Coffee with an old friend

I met my ex for coffee tonight. We do our best to keep in touch but of course life seems to always get in the way. We text every 6 months or so just to check in and make sure the other is doing well and have managed to meet for coffee at least once a year since our break up. I wanted to see him face to face when I tell him that Todd and I are engaged, I did this with all my other friends and wanted to do the same with him. It was great to see him. He was very excited for me and had all kinds of questions. I am so thankful that we have been able to keep some level of friendship since our split.

One of the things we talked about is how much we have both grown since our relationship. With every parting of ways in a relationship there is a measure of knowledge you gain, that is the bright side to break ups. He seems so self aware now, as am I. He was asking me about Todd and what my favorite thing about him is. That’s hard.

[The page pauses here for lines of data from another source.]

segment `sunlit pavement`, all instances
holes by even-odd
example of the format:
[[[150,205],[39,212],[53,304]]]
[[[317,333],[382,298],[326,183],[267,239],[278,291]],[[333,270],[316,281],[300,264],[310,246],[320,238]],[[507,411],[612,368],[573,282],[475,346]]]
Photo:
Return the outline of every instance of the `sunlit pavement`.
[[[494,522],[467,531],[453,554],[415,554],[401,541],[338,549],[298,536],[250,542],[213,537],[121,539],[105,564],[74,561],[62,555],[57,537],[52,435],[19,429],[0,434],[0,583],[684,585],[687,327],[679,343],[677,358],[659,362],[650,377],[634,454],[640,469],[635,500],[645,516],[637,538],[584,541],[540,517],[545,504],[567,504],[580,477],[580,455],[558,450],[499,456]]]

I tell Todd all the time, a few times a week before bed usually, the specific things I love about him. Last night he said something that was so significant to me..

You see over the years, from time to time, I have been told that I am too sensitive or emotional or empathetic. (Usually by someone who is deliberately being hurtful. But it is). It’s cutting to hear that. I am an INFP and lead with my feelings, this is something I love about myself. I am deeply moved by things that to others may seem ordinary. I read a quote once by Tyler Knott Gregson that had to do with being brought to tears daily by the magnificence of life and the realization of how insignificant we are in the grand scheme. I relate to this so well. Maybe not daily but certainly weekly I am moved to tears by people and places and books and situations and almost anything really. It’s not sobbing tears or emotional outbursts. It’s a tear, a glaze over my eyes, a knot in my throat. It’s just gratitude for this life and an understanding of how precious things are. Sometimes I feel.. (notice when I am expressing myself it is almost always “I feel” not “I think”).. I feel things so deeply and am so affected by everyday things I worry that no one could possibly understand what it is like.

.. So last night as we are drifting off I am telling him my gratitude for him and what I love about him and the way he is. As he is reciprocating he said to me that he loves how considerate, empathetic and sensitive I am (in his own sweet words that meant so much I don’t want to share them, I would rather keep them just for myself). It made me feel the knot and does even now as I recall it. He has told me this before, he tells me all the time. It means more to me than I am able to form into words that he not only understands this side of me but that he wholly embraces it and has fallen in love with it. I have control over my emotions and sensitivity but they are there and I allow myself to feel them. I am glad he does not ask me to edit this or any other part of myself.

This man understands me on a level few people ever have, as I do him, and I know we are lucky in this. I am thankful.